My father used to tell me, “You cannot have a battle of wits with an unarmed person”, which meant that wasting words on someone who was unable to comprehend them was self-defeating. The officers all tried to get Carl to abide by jail rules, calm down, stop threatening and throwing his meal trays around the room, but when Carl was not connected to God he got pretty irate. He even became dangerous to other inmates. No amount of reasoning or cajoling ever helped, but there was one very clever nurse who invented the cure.

Katie was her name. She had worked in the jail for a while before I got there so she knew the place fairly well. To say Katie was a warm, fuzzy kind of nurse would have been a huge fib. She was caustic, snide, impatient and sometimes close to mean, but she had a way of mind-melding with the mentally ill. I never really understood how, but she really seemed to know what to say to our wacko population at just the right time. (Remember, I told you earlier on that wacko is a medical term.)

At one point during Carl’s first or second visit, Katie grew weary of dealing with his ranting and decided to try and re-establish Carl’s connection to God.
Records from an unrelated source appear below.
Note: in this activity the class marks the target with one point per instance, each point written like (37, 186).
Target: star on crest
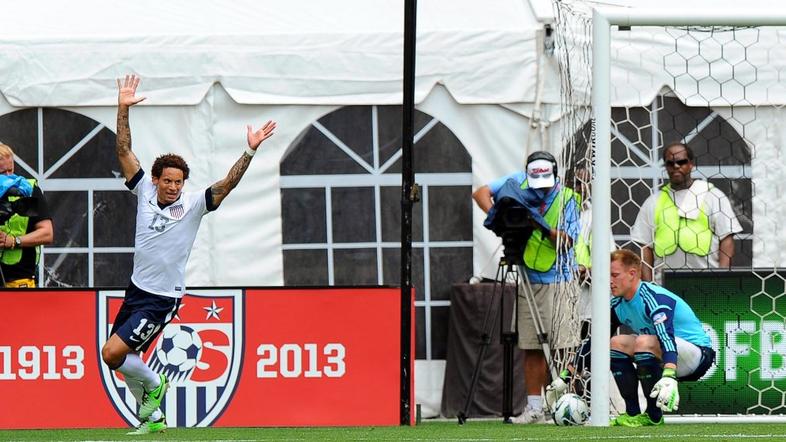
(179, 309)
(213, 310)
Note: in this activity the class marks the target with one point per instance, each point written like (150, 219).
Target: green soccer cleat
(150, 427)
(151, 400)
(646, 421)
(626, 420)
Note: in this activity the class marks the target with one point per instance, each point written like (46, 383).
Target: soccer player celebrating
(167, 221)
(671, 344)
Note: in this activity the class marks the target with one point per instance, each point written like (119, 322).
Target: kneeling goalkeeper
(671, 344)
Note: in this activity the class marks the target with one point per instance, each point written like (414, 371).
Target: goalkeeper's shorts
(693, 361)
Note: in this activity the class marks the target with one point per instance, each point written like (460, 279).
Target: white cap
(540, 174)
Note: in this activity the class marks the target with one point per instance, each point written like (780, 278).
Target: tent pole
(408, 197)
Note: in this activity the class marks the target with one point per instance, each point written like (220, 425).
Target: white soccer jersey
(164, 238)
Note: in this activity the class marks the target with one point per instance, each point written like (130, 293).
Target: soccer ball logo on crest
(177, 352)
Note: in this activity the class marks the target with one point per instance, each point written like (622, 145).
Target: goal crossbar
(602, 20)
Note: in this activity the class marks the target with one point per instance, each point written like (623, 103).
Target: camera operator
(21, 237)
(555, 219)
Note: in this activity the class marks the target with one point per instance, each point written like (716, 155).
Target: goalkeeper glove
(666, 391)
(557, 388)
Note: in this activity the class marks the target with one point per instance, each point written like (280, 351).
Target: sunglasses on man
(675, 163)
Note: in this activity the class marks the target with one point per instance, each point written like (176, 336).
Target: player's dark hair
(169, 160)
(687, 148)
(627, 258)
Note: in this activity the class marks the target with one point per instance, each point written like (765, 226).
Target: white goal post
(603, 19)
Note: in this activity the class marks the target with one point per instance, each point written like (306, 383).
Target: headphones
(543, 155)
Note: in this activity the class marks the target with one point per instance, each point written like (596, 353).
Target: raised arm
(221, 189)
(126, 97)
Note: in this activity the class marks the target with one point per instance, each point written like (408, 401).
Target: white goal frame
(602, 20)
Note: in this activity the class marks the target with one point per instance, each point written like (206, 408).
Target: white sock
(535, 402)
(134, 367)
(137, 389)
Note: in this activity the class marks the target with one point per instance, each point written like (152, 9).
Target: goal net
(720, 90)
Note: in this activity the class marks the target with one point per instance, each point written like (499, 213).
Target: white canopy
(272, 52)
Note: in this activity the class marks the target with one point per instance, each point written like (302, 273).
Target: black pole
(407, 199)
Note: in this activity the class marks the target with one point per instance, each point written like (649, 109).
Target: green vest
(582, 248)
(16, 226)
(583, 251)
(540, 253)
(693, 236)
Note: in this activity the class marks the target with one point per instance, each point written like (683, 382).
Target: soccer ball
(179, 349)
(570, 409)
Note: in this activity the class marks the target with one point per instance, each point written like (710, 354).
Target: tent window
(74, 161)
(350, 159)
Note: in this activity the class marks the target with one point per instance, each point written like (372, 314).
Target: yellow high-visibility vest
(693, 236)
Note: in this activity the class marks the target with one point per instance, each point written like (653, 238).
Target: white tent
(209, 68)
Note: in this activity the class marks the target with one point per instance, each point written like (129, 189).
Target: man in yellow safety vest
(548, 260)
(688, 223)
(21, 237)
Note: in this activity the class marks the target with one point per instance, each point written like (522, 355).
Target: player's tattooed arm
(221, 189)
(126, 97)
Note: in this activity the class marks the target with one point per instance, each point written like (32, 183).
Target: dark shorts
(707, 359)
(142, 317)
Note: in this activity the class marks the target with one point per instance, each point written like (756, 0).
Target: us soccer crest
(200, 352)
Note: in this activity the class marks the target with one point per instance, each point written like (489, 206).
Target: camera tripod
(509, 269)
(508, 338)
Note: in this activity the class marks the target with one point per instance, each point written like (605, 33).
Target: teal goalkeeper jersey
(654, 310)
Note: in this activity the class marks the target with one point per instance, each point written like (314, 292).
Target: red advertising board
(235, 357)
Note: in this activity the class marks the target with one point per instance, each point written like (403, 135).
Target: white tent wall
(210, 68)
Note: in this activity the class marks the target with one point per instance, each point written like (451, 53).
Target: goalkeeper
(671, 344)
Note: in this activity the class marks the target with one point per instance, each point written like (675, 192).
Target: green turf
(446, 431)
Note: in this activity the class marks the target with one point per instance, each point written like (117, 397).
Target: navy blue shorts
(142, 317)
(707, 359)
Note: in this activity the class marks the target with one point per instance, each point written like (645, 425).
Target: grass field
(445, 431)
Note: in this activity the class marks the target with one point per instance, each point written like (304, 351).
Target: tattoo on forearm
(123, 143)
(123, 132)
(222, 188)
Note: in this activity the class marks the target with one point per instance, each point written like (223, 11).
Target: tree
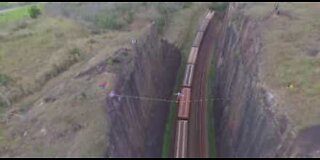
(34, 12)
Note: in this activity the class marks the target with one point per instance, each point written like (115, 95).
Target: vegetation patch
(218, 6)
(4, 79)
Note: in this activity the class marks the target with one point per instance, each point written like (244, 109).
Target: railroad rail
(183, 117)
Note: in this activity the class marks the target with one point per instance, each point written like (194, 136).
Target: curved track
(191, 129)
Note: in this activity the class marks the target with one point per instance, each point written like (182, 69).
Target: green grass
(287, 38)
(16, 15)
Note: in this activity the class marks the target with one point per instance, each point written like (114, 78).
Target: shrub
(186, 5)
(34, 12)
(4, 79)
(109, 21)
(218, 6)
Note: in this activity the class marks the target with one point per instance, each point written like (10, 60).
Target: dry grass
(288, 40)
(43, 57)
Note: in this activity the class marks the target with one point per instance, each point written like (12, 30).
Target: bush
(186, 5)
(4, 79)
(218, 6)
(109, 21)
(34, 12)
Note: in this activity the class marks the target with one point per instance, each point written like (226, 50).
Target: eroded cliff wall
(138, 123)
(244, 121)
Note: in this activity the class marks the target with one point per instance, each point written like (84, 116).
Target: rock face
(244, 120)
(138, 123)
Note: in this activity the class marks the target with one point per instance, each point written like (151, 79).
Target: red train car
(180, 150)
(210, 15)
(184, 103)
(204, 25)
(193, 55)
(187, 81)
(197, 40)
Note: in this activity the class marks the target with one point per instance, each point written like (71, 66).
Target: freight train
(181, 136)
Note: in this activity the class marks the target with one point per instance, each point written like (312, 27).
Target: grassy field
(291, 63)
(18, 14)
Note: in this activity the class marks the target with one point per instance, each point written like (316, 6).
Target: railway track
(191, 129)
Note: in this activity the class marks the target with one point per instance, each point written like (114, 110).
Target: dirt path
(198, 146)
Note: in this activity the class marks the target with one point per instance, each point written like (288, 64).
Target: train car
(210, 15)
(193, 55)
(204, 25)
(197, 40)
(181, 139)
(188, 75)
(184, 104)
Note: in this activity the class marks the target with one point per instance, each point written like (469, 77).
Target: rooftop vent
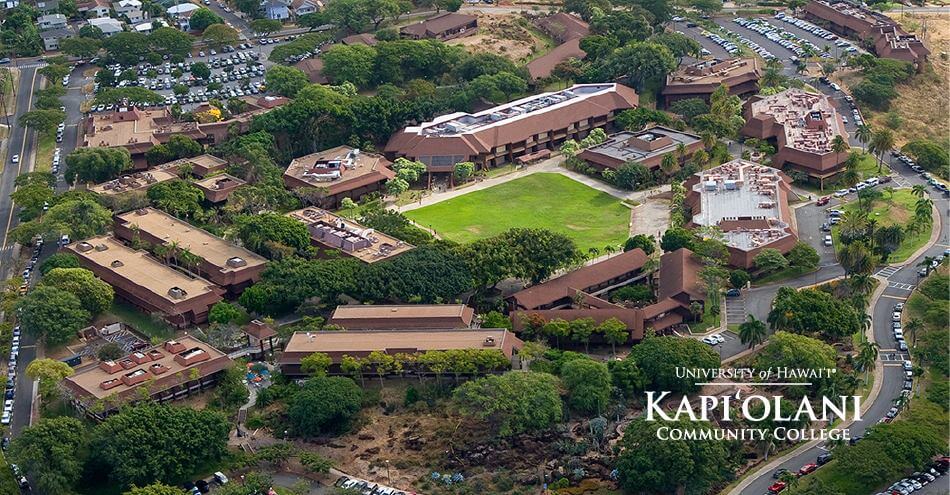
(177, 292)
There was a large oval chip in the cinder block wall at the side of Carl’s cell that had been stained from someone at an earlier time with red punch. Katie pointed it out to Carl, in whispers of course, and told him that was the Hotline to God, put in only for Carl’s use, and that if Carl told anyone about it, the line would be removed.

“Put your elbow on the red spot,” Katie told him. Carl did that. “Now listen to your thumb,” Carl did that, too, by pressing his thumb into his ear. “Do you hear Him?” Katie asked with a hopeful expression.

I remember the big grin that spread across Carl’s weathered face. His eyes actually took on a glow, “Yeah! I do! I hear Him!” he exclaimed with the joy of a child.

For the next few weeks, and on every visit thereafter, Carl spent most of his days with his elbow pressed up to the hole in the wall and his thumb in his ear. His conversations with God were solemn and lengthy and when they weren’t conversing, Carl spent his time writing down God’s instructions in a commissary notebook. This was, no doubt, for use when he was released and could get back to saving Mankind.

Carl’s visits to the jail stopped rather suddenly and since the last time he was there I saw him around town, now and then, still wearing his Army fatigues and still scaring people with his warnings and prophecies. Evidently the local police decided it wasn’t worth dragging him into jail constantly and began ignoring his antics. Recently, though, he seems to have disappeared completely. Like many other inmates I worked with, I don’t know what happened to Carl. I hope he is all right but there’s no telling. He should be, as long as he keeps his Hotline to God open.